“Future Leaks”

No, the Terminator isn’t coming through a time warp from the future, but “Future Leaks” can be destructive, too.

Imagine you have used advanced AI technologies to build a model that predicts stock price movements in the future with uncanny accuracy. As you stare at your screen, a cold sweat comes over you as your hypothetical profits shoot to the sky… You are going to be a million… no, a BILLIONAIRE! Visions of yachts… “This technology is amazing! I’ve found the holy grail!” you exclaim.

But reality sits not far away. If it’s too good to be true, it is. The clue is clear, excellent predictions, too excellent.

A future leak is when future information gets into the inputs of a predictive model.
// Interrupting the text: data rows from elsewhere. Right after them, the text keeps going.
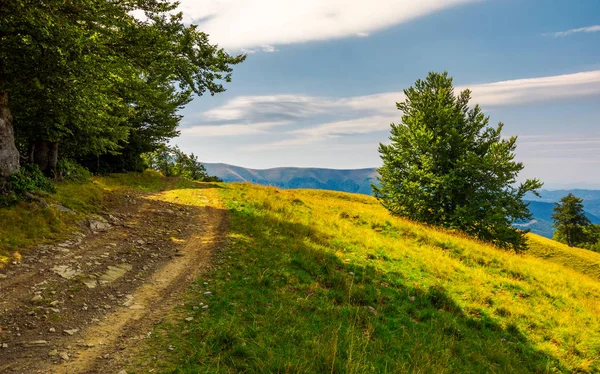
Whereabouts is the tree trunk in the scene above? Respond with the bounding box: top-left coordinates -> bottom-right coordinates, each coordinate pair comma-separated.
30,139 -> 58,178
48,142 -> 58,178
0,91 -> 19,184
33,139 -> 50,172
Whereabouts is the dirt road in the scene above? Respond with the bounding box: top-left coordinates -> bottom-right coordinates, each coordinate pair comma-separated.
0,188 -> 227,374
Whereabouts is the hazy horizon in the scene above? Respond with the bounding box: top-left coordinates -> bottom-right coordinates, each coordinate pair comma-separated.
174,0 -> 600,187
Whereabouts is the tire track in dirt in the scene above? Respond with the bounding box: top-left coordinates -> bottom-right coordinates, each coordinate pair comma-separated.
0,188 -> 227,374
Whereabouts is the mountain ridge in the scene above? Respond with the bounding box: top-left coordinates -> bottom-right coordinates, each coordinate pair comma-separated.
204,163 -> 600,238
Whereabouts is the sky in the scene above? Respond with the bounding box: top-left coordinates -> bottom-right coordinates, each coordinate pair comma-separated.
173,0 -> 600,188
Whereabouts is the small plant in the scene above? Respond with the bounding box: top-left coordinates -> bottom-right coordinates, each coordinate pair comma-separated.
10,164 -> 56,196
143,144 -> 221,182
58,159 -> 92,183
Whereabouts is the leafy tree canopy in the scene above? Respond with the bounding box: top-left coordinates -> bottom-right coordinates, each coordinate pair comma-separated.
0,0 -> 245,177
373,73 -> 542,250
552,193 -> 590,247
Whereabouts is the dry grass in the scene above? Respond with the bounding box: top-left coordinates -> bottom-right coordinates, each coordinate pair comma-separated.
139,184 -> 600,373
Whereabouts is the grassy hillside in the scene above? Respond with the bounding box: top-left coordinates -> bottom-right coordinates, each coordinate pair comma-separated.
0,172 -> 199,268
139,184 -> 600,373
528,234 -> 600,281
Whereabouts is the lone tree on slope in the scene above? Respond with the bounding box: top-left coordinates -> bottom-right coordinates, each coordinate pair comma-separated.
552,193 -> 591,247
374,73 -> 542,251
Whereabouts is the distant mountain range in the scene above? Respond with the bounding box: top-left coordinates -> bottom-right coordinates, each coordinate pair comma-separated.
204,163 -> 600,238
204,164 -> 377,195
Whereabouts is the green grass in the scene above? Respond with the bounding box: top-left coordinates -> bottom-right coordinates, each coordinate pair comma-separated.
0,171 -> 210,267
138,184 -> 600,373
0,182 -> 104,267
528,234 -> 600,281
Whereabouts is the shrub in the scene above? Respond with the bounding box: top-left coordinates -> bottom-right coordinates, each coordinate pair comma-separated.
58,159 -> 92,183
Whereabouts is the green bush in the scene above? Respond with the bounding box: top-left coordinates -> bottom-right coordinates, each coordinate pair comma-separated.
58,159 -> 92,183
10,164 -> 56,196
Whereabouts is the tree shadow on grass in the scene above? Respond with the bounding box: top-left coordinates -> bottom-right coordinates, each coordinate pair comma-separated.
171,205 -> 567,373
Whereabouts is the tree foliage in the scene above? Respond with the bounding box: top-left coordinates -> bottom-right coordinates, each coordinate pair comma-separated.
373,73 -> 542,250
144,144 -> 220,182
0,0 -> 245,180
552,193 -> 590,247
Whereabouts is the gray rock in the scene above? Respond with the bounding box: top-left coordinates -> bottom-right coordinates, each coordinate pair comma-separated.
88,216 -> 111,231
98,264 -> 133,284
52,265 -> 79,279
21,340 -> 48,348
51,204 -> 75,214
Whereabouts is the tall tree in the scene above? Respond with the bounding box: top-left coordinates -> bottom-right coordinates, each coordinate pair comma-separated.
552,193 -> 591,247
0,0 -> 245,174
373,73 -> 542,250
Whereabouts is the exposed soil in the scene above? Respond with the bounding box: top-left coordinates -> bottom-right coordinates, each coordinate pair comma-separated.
0,189 -> 227,374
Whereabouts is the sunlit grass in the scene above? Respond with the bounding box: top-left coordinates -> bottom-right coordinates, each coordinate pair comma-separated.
139,184 -> 600,373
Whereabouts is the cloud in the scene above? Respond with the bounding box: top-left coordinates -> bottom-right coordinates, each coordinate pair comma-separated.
544,25 -> 600,37
181,121 -> 289,137
190,70 -> 600,149
180,0 -> 478,50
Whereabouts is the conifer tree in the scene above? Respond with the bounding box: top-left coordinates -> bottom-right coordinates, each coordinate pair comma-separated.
552,193 -> 591,247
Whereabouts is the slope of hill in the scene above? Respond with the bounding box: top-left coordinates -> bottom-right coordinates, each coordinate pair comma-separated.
138,184 -> 600,373
204,163 -> 600,238
204,163 -> 377,195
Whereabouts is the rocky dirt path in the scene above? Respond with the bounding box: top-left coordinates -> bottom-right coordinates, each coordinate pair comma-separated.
0,189 -> 227,374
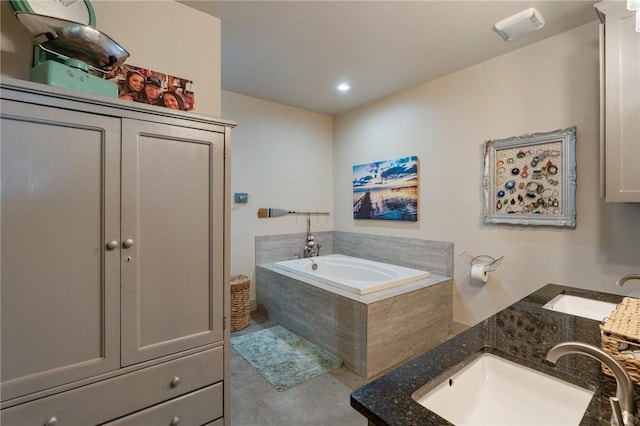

It can sneak in a variety of ways. The most direct way is to use a time-forward shifted input, such as using tomorrow’s information today, but that may be obvious enough to catch. More sneaky is when you or someone who supplied you data did a series of calculations with a future time shifted variable and though that variable isn’t directly used, anything computationally downstream has that future information. This is one of the risks of massive “data lakes” and “warehouses”. You best know the entire pedigree of each element of the data you are using as a model input, including it’s “temporal pedigree”.

In this case, “future” is relative. If looking at the time frame of the inputs, it is relative to the timestamp of each row of the input data at the most recent input at that moment. So if the input data is in the past and one or more of those inputs contain information unavailable at that specific moment in time, it’s a future leak. To clarify, if your inputs are from 2 days ago and you are building a model with an input having information one day ago and predicting one day into the future, that’s a future leak.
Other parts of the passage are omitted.